The NW RISE engagement survey highlighted a gap the district felt it had yet to address successfully. “We already had access to discipline, student achievement, and attendance data,” says Johnston, “but we knew we needed to do something to build engagement and address the social-emotional learning needs of our students.”
Along with other NW RISE schools, Cusick reflected on how the district might overcome this challenge. Teachers recognized that the stress of working to increase student achievement had reduced the number of fun and engaging activities for students. The teachers decided this was an opportunity, and they got to work developing a series of authentic cross-content activities to improve the school climate and build student engagement. They reached out to community members and started working creatively.
One popular new tradition is the middle school outdoor field trip, now in its third year. This fall, science, math, English, and art teachers collaborated with the U.S. Forest Service and the Kalispell Tribe to engage students in academic, cultural, and recreational learning activities at Indian Creek. Students engaged in tree-climbing, archery, and lessons on how to recognize tree and fish
varieties. Selected high school students were there to help the trip go smoothly, and the field trip culminated in a final project in which students created a journal, designing their own covers and reflecting on the day and what they learned.
Another new engagement activity is Cusick’s biannual “writing day.” Middle and high school students spend the school day researching, discussing, and writing about a real-world topic such as the oil pipeline protests in North Dakota, in which some Cusick families participated. The writing day is one of the few times students can spend such a sustained amount of time on a single project that is focused on strengthening a specific skill, explains Johnston. “It also turns out to be one of the best things we’ve done to increase English language arts test scores. Not only is it fun, but it gives students focused practice with the format of the state’s writing test.”
Another new activity is the community interview project. Middle and high school students develop and ask powerful questions of respected community senior citizens and/or elders focused on a specific theme, such as changes in Pend Oreille County over the last 75 years. Organized by Cusick’s history and English teachers, the project is a massive undertaking. Students must practice their interview techniques, then tape, transcribe, and write up the results. As a thank you, they give back the final project to their interviewees and celebrate their new learning.

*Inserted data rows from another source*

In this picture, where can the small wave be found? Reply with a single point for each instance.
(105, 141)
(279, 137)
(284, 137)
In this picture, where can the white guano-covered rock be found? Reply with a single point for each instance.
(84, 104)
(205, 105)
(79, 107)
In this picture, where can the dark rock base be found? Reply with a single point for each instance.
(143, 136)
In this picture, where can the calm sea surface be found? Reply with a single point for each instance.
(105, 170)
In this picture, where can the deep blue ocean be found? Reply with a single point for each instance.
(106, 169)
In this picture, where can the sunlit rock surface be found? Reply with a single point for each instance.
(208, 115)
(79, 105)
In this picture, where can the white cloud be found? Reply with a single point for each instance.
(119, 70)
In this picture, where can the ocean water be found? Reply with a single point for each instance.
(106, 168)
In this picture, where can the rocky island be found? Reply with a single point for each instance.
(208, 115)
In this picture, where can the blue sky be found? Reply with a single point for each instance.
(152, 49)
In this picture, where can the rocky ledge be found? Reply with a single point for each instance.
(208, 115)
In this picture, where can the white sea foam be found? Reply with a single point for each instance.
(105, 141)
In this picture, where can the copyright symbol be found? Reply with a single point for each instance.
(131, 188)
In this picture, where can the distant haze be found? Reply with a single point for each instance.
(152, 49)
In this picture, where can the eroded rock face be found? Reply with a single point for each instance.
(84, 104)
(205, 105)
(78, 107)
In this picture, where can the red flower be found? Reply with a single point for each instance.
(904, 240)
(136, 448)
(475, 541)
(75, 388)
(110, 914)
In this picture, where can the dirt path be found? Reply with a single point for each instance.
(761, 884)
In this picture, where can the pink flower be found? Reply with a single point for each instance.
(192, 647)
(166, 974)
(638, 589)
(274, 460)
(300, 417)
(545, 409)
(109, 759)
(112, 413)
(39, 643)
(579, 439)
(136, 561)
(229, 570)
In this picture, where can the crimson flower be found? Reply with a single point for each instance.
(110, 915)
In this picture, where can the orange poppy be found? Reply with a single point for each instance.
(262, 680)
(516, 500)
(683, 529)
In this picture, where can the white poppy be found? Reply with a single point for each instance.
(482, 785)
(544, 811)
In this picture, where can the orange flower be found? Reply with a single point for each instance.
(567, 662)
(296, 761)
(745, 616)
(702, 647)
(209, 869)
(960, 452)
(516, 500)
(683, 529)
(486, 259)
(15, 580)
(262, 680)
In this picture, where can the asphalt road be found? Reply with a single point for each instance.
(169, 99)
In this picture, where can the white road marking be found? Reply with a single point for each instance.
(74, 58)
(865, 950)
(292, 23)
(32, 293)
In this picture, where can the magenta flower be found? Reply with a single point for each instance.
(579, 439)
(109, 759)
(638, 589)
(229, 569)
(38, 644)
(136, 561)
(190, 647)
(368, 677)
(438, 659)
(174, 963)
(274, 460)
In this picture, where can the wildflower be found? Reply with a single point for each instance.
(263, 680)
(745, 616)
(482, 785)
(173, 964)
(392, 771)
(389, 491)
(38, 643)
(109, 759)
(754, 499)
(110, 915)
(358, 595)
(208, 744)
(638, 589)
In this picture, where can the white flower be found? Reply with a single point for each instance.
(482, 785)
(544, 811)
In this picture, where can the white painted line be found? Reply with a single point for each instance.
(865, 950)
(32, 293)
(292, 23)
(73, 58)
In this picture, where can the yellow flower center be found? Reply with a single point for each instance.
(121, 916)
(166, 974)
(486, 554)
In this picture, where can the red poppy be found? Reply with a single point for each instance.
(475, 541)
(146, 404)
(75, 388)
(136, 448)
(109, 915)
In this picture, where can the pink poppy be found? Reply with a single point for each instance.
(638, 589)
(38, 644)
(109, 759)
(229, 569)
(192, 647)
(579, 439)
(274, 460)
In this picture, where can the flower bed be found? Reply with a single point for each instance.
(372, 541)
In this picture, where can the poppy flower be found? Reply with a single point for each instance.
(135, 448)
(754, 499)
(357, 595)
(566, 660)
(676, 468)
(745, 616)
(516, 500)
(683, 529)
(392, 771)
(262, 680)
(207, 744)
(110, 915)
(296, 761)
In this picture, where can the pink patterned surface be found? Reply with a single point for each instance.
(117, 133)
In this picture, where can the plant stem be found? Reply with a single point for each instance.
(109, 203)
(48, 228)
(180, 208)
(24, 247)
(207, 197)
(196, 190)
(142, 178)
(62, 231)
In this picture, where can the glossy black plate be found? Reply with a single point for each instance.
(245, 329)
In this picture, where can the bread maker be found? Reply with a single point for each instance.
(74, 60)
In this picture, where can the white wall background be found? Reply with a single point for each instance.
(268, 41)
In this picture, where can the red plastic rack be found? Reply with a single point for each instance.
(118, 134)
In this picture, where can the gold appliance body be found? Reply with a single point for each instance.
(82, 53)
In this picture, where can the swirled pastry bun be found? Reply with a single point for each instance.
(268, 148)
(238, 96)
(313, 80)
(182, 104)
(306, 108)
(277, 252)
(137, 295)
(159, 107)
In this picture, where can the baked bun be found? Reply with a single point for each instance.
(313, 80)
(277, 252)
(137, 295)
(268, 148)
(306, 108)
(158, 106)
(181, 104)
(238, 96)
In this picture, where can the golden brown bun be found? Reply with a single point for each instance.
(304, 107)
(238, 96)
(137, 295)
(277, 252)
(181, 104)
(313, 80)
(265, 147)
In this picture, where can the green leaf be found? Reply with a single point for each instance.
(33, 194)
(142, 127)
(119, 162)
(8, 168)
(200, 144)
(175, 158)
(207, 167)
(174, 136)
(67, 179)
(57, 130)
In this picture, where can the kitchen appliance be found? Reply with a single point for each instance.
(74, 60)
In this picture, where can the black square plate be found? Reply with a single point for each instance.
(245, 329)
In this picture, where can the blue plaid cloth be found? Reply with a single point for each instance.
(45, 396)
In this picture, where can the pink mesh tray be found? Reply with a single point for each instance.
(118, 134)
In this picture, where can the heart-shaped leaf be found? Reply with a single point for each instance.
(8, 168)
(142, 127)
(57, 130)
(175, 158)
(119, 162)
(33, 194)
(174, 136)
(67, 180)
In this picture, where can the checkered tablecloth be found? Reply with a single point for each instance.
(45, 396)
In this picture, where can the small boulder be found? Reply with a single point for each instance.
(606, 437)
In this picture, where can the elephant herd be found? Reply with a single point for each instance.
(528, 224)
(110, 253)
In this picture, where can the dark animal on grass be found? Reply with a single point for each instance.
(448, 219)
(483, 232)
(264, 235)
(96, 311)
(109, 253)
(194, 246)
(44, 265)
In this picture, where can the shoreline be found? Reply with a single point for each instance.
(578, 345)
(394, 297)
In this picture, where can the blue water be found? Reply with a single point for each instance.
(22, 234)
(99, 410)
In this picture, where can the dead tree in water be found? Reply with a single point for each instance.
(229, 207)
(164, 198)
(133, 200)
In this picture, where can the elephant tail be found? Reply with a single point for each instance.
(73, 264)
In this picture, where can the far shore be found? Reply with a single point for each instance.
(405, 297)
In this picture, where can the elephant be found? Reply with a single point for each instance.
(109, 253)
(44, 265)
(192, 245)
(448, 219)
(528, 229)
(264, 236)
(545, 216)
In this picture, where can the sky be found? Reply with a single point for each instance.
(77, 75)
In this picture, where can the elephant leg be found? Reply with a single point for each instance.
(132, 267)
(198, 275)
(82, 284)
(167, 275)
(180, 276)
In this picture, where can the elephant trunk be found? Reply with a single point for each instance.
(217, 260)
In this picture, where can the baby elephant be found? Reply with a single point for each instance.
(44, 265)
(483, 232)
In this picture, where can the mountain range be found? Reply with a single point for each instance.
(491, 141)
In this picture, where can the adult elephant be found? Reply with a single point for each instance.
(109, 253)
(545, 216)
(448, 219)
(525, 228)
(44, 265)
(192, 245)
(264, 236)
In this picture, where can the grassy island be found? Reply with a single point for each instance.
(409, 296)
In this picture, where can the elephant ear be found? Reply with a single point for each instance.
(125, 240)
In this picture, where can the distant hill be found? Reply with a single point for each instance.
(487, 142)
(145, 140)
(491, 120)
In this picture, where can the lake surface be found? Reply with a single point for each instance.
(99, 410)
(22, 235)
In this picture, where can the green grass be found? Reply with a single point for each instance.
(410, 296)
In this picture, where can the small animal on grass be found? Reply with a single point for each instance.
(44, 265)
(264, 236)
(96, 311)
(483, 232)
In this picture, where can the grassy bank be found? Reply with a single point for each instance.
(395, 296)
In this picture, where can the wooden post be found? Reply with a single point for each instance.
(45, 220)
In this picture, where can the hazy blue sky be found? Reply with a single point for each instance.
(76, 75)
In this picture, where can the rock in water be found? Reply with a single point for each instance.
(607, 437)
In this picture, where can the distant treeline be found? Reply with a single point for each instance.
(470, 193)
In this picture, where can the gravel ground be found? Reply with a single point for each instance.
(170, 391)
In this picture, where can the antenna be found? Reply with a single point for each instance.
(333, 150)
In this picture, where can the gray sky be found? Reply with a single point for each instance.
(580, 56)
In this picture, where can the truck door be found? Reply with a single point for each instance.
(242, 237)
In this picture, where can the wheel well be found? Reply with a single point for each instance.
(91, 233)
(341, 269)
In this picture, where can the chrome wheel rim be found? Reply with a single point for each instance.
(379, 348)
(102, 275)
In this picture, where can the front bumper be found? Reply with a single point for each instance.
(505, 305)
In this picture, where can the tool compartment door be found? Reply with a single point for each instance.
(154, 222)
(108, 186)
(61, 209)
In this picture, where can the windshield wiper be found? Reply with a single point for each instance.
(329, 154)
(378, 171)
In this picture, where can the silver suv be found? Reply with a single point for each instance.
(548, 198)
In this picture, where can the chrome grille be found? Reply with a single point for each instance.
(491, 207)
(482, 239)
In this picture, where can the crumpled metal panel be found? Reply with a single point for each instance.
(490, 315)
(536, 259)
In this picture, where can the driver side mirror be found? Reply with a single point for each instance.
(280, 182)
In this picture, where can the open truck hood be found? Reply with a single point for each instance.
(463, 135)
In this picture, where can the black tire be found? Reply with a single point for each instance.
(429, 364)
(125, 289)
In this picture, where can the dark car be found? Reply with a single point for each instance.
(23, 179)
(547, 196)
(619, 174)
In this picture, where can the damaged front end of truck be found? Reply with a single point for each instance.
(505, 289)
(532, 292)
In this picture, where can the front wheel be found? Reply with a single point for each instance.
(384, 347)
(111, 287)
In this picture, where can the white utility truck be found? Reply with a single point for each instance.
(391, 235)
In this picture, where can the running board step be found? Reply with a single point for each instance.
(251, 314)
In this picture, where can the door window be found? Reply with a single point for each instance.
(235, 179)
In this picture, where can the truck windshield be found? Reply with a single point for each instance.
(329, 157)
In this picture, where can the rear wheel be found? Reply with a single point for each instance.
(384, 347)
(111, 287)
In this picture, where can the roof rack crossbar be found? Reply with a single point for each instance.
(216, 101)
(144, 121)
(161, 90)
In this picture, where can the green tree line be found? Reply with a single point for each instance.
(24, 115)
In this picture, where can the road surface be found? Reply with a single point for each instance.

Not all engagement activities are academic. At the end of this semester, students will participate in a half-day fair of teacher-led activities from line dancing to making apple sauce, that are designed to reinforce their sense of belonging at the school. The focus on student engagement is already having an impact—a recent student survey showed rising levels of engagement, and staff and community members speak of a renewed energy that has spread across the district. A community that has long understood the power of collaboration and relationships is learning new ways to bring that directly into its schools.